A disorderly or incomplete transition to net zero carbon emissions poses a major risk to the global financial system, European Central Bank (ECB) chief economist Philip Lane has said.
“Globally and country by country, if we have clear and steady transition plans between now and 2030...then the implications at a macro level are relatively low,” he told the Dublin Climate Dialogues conference.
“A lot can happen, the world can adapt, markets can reallocate, sectors can adjust...it’s a big programme of work but we can get through that work,” he said.
However, if the transition is delayed or incomplete “it means that we’re storing up a bigger adjustment for later on...then it becomes more of a macro risk factor,” Prof Lane said.
Gap
He hinted there was a gap between government pledges on climate and action.
“We would very much favour the conversion of a lot of the announcements we’ve seen in recent years into actual rollout policies,” he said.
While the Irish Government has pledged to reduce emissions by 7 per cent a year it has yet to announce the carbon budgets for each of the economic sectors.
“We need to move identifying the need to have a transition to actually implementing,” he said.

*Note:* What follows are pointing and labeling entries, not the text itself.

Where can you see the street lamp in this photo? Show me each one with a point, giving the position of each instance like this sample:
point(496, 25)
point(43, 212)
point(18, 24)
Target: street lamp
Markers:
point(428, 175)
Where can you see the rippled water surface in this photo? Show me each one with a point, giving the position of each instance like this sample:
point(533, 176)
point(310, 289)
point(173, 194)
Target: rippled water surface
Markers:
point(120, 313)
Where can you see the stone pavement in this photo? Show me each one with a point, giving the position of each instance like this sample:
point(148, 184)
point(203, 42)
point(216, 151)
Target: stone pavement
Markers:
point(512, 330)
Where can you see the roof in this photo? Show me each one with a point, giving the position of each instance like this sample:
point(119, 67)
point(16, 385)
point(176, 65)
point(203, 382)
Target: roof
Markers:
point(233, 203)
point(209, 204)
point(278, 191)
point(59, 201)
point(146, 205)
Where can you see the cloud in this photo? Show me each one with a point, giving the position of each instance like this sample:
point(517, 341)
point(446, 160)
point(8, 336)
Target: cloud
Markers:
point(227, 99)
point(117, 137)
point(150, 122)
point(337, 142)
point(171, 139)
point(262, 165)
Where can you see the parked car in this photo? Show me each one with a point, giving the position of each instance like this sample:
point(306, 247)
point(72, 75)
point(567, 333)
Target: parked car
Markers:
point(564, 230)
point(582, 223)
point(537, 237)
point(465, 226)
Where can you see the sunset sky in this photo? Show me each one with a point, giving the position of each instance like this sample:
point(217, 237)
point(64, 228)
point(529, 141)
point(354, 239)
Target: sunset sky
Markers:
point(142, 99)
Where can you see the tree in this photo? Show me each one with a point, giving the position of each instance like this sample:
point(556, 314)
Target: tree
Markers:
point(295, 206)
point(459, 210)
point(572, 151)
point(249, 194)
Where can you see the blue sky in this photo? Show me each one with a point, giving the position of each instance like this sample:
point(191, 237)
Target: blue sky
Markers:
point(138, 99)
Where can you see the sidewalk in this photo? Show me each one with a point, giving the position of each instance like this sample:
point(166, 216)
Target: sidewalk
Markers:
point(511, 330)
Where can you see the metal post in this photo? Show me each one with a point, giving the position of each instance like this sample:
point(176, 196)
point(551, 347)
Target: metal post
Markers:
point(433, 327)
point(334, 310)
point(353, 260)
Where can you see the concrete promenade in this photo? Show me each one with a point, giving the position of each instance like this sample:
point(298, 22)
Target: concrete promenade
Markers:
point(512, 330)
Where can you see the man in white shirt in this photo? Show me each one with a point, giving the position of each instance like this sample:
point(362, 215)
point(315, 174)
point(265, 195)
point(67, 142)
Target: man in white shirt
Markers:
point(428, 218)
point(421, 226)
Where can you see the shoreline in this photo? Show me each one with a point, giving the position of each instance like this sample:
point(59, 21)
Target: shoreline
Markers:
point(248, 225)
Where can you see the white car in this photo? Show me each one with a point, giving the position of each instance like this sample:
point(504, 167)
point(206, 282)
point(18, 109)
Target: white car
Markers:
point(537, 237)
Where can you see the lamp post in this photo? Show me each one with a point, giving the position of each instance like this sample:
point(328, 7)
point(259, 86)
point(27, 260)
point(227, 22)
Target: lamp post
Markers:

Prof Lane said the financial sector has a lot of work to do in terms of rellocating capital to the sectors that need to expand.
“Having comprehensive year-by-year transition policies would be highly desirable,” he said.
Prof Lane said increasingly central banks were embedding climate risk issues into their financial stability assessments and supervision.
Earlier the conference heard from Prof Jim McDonald, principal of the University of Strathclyde, who talked about electrifying transport and other systems.
He said the demand for eletricity would be two to tree times what it is now if the transition if successfully achieved.
And this would require a major expansion of the electricity grids, one which takes in a range of renewable energies, including off-shore wind generation, now one of the big growth areas, he said.